Brotherhood office raided in Jordan due to police ‘mix up’

The Associated Press
The Associated Press

AMMAN, Jordan (AP) — Jordanian security forces mistakenly raided the headquarters of the kingdom’s largest Muslim Brotherhood group on Sunday after confusing it with the offices of an outlawed organization, the government said.

Police raided the Islamic Action Front offices after they “mixed up” the IAF headquarters with those of a nearby, unregistered branch of the Islamist group, according to government spokesman Mohammad al-Momani. He confirmed that the IAF was registered.

The government should “apologize for this action which touched the Islamic Action Front,” IAF spokesman Murad Adaileh said.

The Muslim Brotherhood in Jordan split in March 2015 over its ties with the mother movement in Egypt.
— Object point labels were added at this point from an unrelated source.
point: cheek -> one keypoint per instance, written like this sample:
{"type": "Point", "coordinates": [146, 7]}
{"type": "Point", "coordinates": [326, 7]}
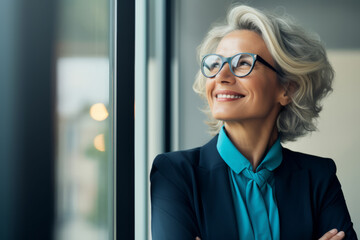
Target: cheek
{"type": "Point", "coordinates": [209, 88]}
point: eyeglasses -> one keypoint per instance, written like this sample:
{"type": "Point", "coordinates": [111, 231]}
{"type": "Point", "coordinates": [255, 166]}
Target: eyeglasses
{"type": "Point", "coordinates": [240, 64]}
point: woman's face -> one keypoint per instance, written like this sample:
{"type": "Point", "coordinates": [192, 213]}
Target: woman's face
{"type": "Point", "coordinates": [261, 94]}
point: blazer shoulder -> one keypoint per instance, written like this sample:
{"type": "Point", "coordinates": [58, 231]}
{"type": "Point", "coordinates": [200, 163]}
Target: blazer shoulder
{"type": "Point", "coordinates": [312, 163]}
{"type": "Point", "coordinates": [176, 165]}
{"type": "Point", "coordinates": [178, 158]}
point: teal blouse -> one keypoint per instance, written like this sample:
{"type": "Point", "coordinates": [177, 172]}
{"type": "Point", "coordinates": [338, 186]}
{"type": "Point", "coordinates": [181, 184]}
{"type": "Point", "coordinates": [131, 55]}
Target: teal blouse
{"type": "Point", "coordinates": [253, 192]}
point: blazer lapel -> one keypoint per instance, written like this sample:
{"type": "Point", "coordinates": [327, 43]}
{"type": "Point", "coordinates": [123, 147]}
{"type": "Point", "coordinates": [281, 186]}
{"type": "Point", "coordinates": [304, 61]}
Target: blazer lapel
{"type": "Point", "coordinates": [292, 190]}
{"type": "Point", "coordinates": [218, 215]}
The IAF severed its relationship with the Egyptian Muslim Brotherhood, but affiliates that did not have been outlawed by Jordan.

Over the past week, the government has shut down seven branches of the Islamist group across the kingdom, carrying out raids in the capital Amman and the cities of Jerash and Tafileh.
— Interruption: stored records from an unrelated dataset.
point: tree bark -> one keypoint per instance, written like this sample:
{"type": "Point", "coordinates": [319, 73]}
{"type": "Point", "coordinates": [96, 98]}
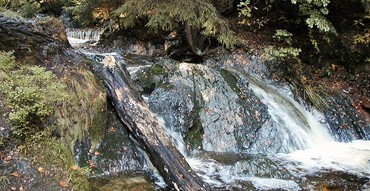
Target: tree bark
{"type": "Point", "coordinates": [136, 115]}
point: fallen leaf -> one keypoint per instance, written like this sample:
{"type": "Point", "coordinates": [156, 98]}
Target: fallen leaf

The Muslim Brotherhood, the region’s oldest Islamist movement, and its affiliates won a series of electoral victories following the Arab Spring uprisings but provoked a backlash in several countries.

Egypt’s first freely elected president, Mohammed Morsi, hailed from the Brotherhood, but was overthrown by the military in 2013 after a divisive year in power. Egypt later outlawed the group, branding it a terrorist organization.